Sunday, January 04, 2009

"Blind" faith vs. faith

Attacking intellectual blindness rather than faith

This cartoon posted by Cameron Reilly in his blog is on the classic theme of faith vs. science.

I appreciate jokes of this sort, although I also think they sort of miss the point. They are funny more because they play on our fear of religious fanatacism and our stereotypes of faith than because they really hit home.

I think it’s more the “blind” in blind faith that we find problematic … rather than the “faith”part. Great things as well as terrible ones are accomplished by monomaniacs with a mission driven by faith. If someone shares your own faith, you find it admirable. If they don't, it is scary, and often for good reason. We use "faith" to good effect in all areas of life. It also aligns us and sometimes kills people massively when leveraged for politics.

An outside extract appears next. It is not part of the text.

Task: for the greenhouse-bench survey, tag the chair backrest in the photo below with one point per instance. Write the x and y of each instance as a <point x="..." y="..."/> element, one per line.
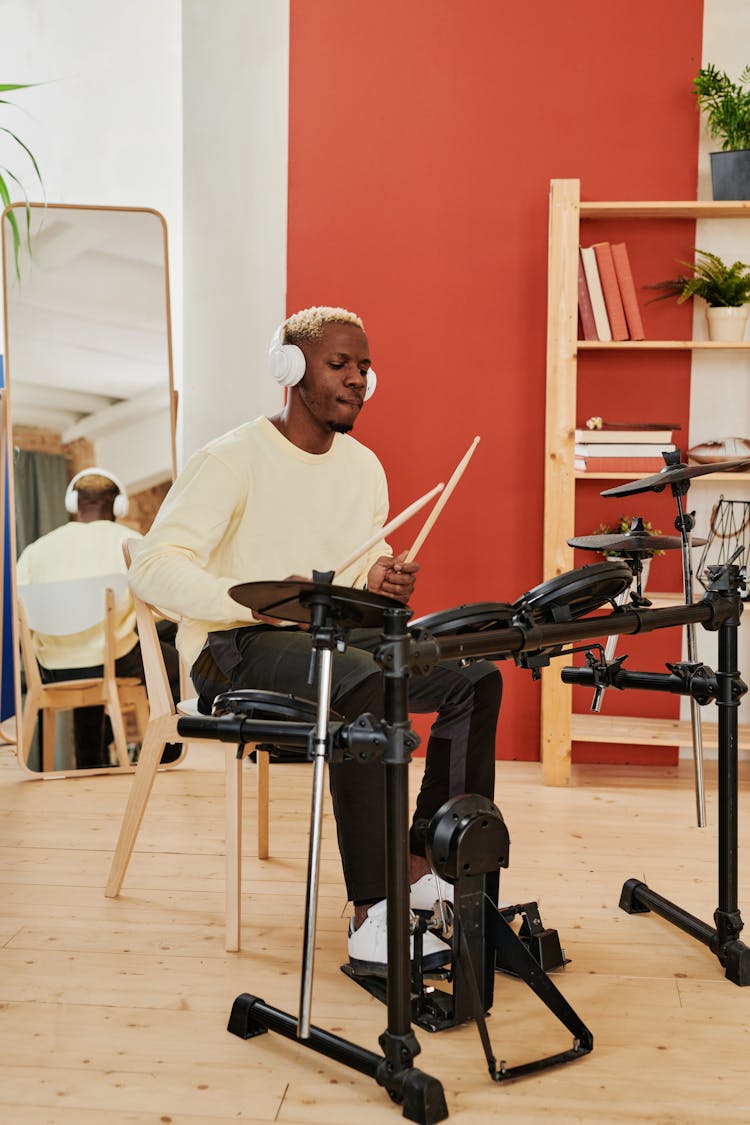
<point x="157" y="685"/>
<point x="57" y="609"/>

Attacking “faith” as such sometimes makes us sound as if we lack hope, optimism, and belief in anything in general, and for many of us who admire science, the rest of those things aren’t true.
Origin of Species is still considered a classic of science writing and theorizing because it drew observations from broad patterns of data in many fields to support its conclusions, fairly considered conflicting evidence, and suggested implications of the ideas and ways to test them. Its role in the cultural shifting of “faith” was a secondary result.

The works of "scientific" creationism are still equally great examples of quite the opposite process, selectively picking data to support its conclusions, selectively quoting authorities, and creating explanations that while they explain a lot in some sense can’t ever be tested.

We all have a tendency to see things in terms of what we already believe. We all make good use of “faith” in at least some form.

The important difference, I think, is that the ideals of inquiry teach us to make mistakes and learn from them, while a tolerance for uncertainty allows us to see our ideas as theories.
When we say that people are going overboard with “blind faith” I think what we intend to mean is that they completely reject the ideals of inquiry, which is what makes it blind. It’s the blind part and not the faith part that makes the cartoon hit home. If “design” or “creation” were really a hypothesis rather than a mythic story, it would at least potentially have a scientific form. To the degree that it has such a form, it has accumulated an enormous amount of disconfirming evidence.

That’s not an attack on faith, it’s an attack on blindness.

If we attack faith as such, it should be for its political and social abuses rather than because we ignore the value of "faith" in some form in daily life.